Of course. Her answer. She would stop taking her meds. Just for a little while, a few weeks, just to get through the end of school, the dance, and graduation.
Yes, yes, yes. How else would she find out the truth of who she really was?
The next morning was her new beginning. She reached for her bottle, uncapped it, dropped one blue pill into the
toilet, and flushed. She needed to remove the evidence since her mother had been known to count pills.
“Sorry, honey,” her mother would always say, only halfway apologetic if Jane caught her. “I can’t stop being a mom, and your medication is very important.”
For years, Jane had heard about the absolute necessity of the pills. The good they could do. It had never crossed her mind to stop taking them. Watching the pill swirl, then get gulped down by bathroom pipes, new doubts came alive in her. Would she be able to recognize herself off the meds? Would she be better or worse? Would she know the difference?
Days passed. Nothing happened. And then one afternoon, walking into the school library, Jane saw the blue sky and the budding branches of the dogwood trees through the library window. The sunlight shone onto the student trophy case. Each trophy was shiny gold like pirate’s treasure. So overbright and forcefully, gorgeously sparkling that she could have burst into tears.
Instead, she glided past the library desk in mini-pirouettes, like Klara from
The Nutcracker.
“Well. I suppose spring is in the air,” Ms. Myers, the head librarian, commented when she looked up from the checkout desk. “Are you excited for graduation, Jane?”
Oh, yes. She was. Over the next few days it seemed that she became more and more excited for everything. For
breakfast and for her calculus exam and especially for the Senior Dance. Even for her biweekly phone calls from sweet, solemn Greg Benson, who, as she joked to Lily, had given her a new name: “Um-um-Jane” because he was so nervous whenever he spoke to her.

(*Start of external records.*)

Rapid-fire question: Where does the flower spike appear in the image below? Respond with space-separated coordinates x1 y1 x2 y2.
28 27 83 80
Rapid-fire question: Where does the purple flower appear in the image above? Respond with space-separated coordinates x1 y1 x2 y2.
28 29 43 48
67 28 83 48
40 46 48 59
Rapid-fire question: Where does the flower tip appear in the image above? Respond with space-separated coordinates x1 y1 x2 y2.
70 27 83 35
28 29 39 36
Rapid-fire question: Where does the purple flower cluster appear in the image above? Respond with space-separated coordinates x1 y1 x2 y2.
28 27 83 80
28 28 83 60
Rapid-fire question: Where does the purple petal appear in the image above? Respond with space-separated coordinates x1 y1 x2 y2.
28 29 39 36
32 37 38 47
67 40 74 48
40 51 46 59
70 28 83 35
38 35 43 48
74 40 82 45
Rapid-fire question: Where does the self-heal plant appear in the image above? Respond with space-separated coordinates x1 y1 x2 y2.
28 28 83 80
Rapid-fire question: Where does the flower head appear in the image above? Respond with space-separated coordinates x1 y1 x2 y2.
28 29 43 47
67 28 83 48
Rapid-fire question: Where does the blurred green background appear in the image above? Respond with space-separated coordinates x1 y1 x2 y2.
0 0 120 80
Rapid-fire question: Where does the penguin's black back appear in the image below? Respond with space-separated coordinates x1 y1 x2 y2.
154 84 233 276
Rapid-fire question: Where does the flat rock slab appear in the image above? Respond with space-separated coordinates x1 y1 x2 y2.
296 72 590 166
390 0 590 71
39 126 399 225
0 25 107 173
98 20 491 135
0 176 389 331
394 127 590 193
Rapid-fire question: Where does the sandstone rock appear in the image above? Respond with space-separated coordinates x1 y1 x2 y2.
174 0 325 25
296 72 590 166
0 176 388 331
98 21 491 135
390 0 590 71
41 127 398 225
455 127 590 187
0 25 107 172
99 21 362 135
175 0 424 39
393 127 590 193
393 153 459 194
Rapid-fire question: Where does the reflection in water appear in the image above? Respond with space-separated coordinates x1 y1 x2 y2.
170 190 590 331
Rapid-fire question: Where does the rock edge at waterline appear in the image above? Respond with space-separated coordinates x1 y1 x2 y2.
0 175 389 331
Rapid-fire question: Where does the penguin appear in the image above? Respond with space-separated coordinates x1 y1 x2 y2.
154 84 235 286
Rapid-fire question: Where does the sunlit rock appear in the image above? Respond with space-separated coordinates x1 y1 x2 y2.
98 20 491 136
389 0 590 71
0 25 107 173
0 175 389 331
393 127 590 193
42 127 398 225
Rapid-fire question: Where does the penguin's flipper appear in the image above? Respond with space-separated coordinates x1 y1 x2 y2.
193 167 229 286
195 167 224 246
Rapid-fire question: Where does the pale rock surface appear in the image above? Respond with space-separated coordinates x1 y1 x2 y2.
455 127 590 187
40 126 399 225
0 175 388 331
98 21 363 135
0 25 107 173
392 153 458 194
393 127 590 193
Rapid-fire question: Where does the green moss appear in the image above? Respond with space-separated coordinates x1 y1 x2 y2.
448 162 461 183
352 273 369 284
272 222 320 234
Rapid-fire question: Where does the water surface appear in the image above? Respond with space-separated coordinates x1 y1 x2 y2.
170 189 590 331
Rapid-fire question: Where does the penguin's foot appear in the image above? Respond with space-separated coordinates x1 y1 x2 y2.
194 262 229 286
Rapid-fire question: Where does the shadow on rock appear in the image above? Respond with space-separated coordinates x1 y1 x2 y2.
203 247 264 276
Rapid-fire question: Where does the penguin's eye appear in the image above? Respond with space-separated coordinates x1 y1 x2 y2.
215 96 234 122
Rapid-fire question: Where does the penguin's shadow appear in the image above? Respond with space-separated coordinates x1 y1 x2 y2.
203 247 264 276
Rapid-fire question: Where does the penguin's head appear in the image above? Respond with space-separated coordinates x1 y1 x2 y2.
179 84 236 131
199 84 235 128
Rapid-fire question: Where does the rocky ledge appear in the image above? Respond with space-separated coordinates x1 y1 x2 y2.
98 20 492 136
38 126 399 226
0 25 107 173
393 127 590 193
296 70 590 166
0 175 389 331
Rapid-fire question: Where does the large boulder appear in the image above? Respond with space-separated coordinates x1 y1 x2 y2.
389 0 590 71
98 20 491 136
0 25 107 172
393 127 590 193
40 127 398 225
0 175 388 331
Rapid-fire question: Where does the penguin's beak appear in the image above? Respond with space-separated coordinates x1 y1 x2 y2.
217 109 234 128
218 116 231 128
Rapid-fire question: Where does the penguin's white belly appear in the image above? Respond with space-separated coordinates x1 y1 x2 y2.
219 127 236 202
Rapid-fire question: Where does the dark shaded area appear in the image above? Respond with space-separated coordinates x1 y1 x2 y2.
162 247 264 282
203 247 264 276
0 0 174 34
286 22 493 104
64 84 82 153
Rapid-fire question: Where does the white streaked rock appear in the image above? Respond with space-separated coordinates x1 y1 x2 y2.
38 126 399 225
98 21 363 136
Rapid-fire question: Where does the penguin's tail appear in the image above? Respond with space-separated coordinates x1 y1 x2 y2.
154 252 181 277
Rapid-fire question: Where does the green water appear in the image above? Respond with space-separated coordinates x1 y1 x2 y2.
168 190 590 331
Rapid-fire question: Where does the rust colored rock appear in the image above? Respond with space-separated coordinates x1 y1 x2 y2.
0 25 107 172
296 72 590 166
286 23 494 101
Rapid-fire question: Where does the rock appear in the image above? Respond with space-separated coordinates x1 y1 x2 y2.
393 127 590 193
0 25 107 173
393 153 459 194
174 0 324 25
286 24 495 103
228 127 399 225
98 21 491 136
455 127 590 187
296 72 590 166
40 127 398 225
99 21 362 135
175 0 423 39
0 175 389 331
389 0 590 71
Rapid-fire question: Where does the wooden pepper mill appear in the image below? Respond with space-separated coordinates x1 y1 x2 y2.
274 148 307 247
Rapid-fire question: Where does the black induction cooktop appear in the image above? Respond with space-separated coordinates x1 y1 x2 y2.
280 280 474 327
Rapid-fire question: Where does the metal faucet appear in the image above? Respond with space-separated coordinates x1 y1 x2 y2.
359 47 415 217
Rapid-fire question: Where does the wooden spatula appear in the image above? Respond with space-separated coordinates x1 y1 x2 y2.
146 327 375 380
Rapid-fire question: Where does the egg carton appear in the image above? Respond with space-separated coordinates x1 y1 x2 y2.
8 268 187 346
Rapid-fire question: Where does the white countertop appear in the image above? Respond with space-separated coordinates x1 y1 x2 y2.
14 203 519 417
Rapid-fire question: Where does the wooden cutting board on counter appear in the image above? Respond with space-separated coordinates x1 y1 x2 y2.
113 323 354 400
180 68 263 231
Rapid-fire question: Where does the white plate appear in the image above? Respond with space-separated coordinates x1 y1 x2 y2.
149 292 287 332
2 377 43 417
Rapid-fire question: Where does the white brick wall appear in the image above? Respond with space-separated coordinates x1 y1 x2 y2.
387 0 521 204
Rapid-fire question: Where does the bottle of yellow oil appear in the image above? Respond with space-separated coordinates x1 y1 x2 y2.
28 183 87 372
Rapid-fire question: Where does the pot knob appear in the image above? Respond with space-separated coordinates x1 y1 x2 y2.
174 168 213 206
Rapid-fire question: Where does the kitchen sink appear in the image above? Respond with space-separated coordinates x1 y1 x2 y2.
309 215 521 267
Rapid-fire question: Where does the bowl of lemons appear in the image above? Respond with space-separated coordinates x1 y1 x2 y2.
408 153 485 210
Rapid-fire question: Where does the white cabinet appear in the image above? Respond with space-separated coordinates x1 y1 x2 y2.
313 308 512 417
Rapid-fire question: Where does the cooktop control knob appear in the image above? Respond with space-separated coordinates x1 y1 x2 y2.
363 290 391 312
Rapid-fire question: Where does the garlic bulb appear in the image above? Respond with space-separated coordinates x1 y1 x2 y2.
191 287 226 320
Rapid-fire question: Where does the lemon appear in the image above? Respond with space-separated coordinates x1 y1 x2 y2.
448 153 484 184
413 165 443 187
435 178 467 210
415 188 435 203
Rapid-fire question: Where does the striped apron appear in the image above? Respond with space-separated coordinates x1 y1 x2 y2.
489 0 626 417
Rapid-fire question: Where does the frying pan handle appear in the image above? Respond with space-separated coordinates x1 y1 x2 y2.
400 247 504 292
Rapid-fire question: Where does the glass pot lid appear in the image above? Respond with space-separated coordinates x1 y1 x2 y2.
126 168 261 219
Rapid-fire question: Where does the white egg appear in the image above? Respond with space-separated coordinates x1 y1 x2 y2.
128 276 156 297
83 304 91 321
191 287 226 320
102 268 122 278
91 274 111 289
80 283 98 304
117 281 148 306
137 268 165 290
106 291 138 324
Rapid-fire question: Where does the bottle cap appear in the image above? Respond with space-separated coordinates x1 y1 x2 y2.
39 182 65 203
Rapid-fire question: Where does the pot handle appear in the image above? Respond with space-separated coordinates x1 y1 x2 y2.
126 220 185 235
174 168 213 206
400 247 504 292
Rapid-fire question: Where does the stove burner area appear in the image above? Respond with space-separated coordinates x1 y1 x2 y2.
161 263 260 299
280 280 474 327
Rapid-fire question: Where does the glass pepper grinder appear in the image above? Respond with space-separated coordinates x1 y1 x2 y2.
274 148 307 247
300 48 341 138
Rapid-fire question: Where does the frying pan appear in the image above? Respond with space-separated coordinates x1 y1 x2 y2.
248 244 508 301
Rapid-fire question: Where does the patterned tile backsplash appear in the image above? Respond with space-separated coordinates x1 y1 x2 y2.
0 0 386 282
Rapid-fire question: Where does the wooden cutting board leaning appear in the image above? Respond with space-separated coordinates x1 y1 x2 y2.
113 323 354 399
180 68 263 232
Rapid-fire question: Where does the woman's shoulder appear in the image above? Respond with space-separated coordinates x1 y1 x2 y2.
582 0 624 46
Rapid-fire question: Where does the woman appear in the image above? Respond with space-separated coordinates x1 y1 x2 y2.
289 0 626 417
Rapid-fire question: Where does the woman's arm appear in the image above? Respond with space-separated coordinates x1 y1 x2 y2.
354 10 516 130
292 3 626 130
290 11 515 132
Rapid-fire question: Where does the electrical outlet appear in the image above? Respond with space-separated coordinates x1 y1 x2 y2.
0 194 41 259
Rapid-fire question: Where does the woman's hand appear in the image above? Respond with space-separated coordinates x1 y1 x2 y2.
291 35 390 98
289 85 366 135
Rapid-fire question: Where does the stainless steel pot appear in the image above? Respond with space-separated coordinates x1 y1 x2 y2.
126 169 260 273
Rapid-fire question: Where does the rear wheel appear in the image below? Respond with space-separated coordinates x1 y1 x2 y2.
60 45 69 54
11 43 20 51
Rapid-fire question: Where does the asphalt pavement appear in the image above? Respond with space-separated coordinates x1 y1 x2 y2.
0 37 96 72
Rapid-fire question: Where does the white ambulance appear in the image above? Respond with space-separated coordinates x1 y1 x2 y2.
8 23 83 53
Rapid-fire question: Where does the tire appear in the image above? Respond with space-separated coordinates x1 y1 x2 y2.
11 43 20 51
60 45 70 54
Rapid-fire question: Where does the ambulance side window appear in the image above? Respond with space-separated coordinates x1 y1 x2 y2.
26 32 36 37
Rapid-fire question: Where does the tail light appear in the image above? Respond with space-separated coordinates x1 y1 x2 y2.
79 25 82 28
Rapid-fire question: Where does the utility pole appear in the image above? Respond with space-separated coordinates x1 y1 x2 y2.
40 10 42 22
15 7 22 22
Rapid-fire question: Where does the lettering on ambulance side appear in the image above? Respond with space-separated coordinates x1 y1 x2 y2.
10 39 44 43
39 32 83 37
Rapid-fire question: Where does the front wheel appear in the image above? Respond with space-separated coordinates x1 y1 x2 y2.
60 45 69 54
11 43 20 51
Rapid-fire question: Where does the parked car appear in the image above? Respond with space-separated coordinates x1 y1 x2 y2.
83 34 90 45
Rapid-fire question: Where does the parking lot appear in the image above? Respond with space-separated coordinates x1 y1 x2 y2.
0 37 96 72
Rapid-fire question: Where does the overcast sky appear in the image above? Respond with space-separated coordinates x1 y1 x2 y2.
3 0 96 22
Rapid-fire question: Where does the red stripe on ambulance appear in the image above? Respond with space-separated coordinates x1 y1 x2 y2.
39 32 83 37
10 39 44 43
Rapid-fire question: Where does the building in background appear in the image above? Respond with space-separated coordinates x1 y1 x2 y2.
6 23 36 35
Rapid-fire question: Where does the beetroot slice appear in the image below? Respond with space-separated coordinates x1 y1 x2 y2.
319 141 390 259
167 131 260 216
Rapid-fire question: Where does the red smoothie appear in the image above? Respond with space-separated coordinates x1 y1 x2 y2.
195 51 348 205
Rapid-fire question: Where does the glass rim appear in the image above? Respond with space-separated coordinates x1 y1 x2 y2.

Later that week, trying on dresses at the Wakefield Mall, she and Lily had twisted and twirled, unzipped and rebuttoned and decided. Silver, backless for Jane. Lilac, strapless for Lily. Kitten-heel sandals for both. They smiled at their mirror selves. Impulsively, Jane picked up Lily’s hands and swung them like in the old days when they played London Bridge.
“It’s going to be the best dance ever!”
“It is, isn’t it?” Lily enthused.
Jane’s mind hummed, imagining it all. Dancing like Klara, all the music around her and the silver swish of her dress on the floor.
But on the very next morning, driving to school, Ganesha spoke. It had been so long since Jane had heard a secret language that at first she had not understood what Ganesha was saying.
Let’s get away to somewhere quiet,
he suggested.
There’s too much noise in my head.
She looked down. Ganesha looked up sternly at her.
I can’t now,
Jane had answered in her head so that Lily, doing some last-minute homework in the passenger seat, wouldn’t hear.
What about the Senior Dance?
No, Jane. You shouldn’t go to that dance,
said Ganesha.
You should stay home. With your mother and your father. You already won the race against your sister, remember? You don’t have anything to prove.
You won the race,
Jane reminded him.
You won the race against your brother. I haven’t won anything.
In the back of her mind, she worried. A talking key chain. No. It wasn’t for real. It wasn’t right.
That night, she was unable to sleep. She felt dizzy. She busied herself taking old practice tests for Spanish, although she was already accepted into college and her Spanish exams were over. She took one test, then another, and another, until she had finished all eighteen tests in the book. Then, spying it hanging in her closet, she tried on her Senior Dance dress.
A nightmare stared back at her in the closet mirror. The dress didn’t fit. The fabric pulled. She knew she’d gained a little weight, but the dress squeaked so tight across her hips that she doubted she’d be able to sit down in it. Worse, the silvery color made her face look gray. Sickly. What had happened? Was it a sign?